"When you come to an interview with IndexTank, bring your laptop. Be ready to sit down and create working code" - How is that much different from writing code on the white board, maybe I missed the point.
Coding on the whiteboard is something that you never do in real life (unless you're a CS teacher, in which case you're not really making it up). It can throw people for a loop.
Back in the 80s I couldn't write code without a copy of the programming language manual handy. Today I can't code without an internet connection. Asking people to code on the board requires dumbing down the questions to the point that it introduces way too much noise; you can't wait forever while someone tests their code.
If I tell you something like: here's the Twitter API, here's the twitter Ruby gem. Given a Twitter user, give me the most common word in their last 100 tweets. 15 minutes, show me what you got. That tells me much more about your abilities to do something useful than reversing a linked list on the board.

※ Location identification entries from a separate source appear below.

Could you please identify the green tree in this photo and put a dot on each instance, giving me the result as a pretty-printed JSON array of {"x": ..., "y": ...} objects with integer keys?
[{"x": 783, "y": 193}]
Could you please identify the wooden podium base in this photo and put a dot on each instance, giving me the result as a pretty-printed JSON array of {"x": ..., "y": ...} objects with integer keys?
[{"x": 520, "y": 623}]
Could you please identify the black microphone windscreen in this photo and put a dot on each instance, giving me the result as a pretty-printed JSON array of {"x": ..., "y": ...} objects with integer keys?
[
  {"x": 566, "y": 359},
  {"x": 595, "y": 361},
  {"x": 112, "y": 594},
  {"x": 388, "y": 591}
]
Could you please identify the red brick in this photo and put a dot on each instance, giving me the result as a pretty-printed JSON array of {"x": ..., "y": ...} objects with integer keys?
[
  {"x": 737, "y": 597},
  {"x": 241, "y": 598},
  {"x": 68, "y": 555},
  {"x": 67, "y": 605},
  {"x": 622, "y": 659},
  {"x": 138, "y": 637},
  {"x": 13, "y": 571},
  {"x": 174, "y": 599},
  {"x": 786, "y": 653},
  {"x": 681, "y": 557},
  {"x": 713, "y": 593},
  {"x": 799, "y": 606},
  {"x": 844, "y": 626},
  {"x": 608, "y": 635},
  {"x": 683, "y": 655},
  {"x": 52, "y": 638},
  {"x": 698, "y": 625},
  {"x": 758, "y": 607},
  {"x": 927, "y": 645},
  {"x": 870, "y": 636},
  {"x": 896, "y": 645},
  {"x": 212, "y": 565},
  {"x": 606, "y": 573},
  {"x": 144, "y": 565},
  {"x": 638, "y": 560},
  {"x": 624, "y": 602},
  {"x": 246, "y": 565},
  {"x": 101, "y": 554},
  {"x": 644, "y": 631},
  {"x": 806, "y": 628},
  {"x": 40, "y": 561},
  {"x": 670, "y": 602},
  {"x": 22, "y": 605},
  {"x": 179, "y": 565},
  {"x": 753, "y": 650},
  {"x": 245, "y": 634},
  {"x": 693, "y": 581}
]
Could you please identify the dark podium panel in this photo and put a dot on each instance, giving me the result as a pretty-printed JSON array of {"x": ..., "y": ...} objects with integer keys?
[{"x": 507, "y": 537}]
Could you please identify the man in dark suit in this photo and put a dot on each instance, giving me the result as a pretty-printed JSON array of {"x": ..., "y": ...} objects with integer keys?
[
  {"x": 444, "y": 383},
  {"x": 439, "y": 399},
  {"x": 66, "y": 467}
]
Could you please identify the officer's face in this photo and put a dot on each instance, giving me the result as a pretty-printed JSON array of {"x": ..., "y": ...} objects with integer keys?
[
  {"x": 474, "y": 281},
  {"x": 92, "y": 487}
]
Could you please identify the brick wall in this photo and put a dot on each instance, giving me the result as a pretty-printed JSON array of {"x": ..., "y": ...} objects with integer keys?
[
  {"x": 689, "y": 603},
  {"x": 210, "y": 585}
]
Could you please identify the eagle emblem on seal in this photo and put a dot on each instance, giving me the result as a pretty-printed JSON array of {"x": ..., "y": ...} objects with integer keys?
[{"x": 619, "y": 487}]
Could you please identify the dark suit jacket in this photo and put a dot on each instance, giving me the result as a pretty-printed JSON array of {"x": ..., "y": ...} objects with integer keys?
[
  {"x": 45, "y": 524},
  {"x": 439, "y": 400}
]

But I do psuedo-code on paper, and that's much the same thing. I'm not saying everyone does so, on paper or elsewhere, but it's just one way that some people think. I would never go as far to say that no one writes code away from a keyboard.
And if you ever are asked to code on a whiteboard ... do it in psuedo code, and see what happens. Maybe the response will help you decide whether you want to work there.
I had a job interview that did almost exactly that, except with Apache Camel. In fact, they chose Apache Camel precisely because it was an API that very few of their applicants had any experience with, and they believed that a software developer should be able to work with a new tool very quickly.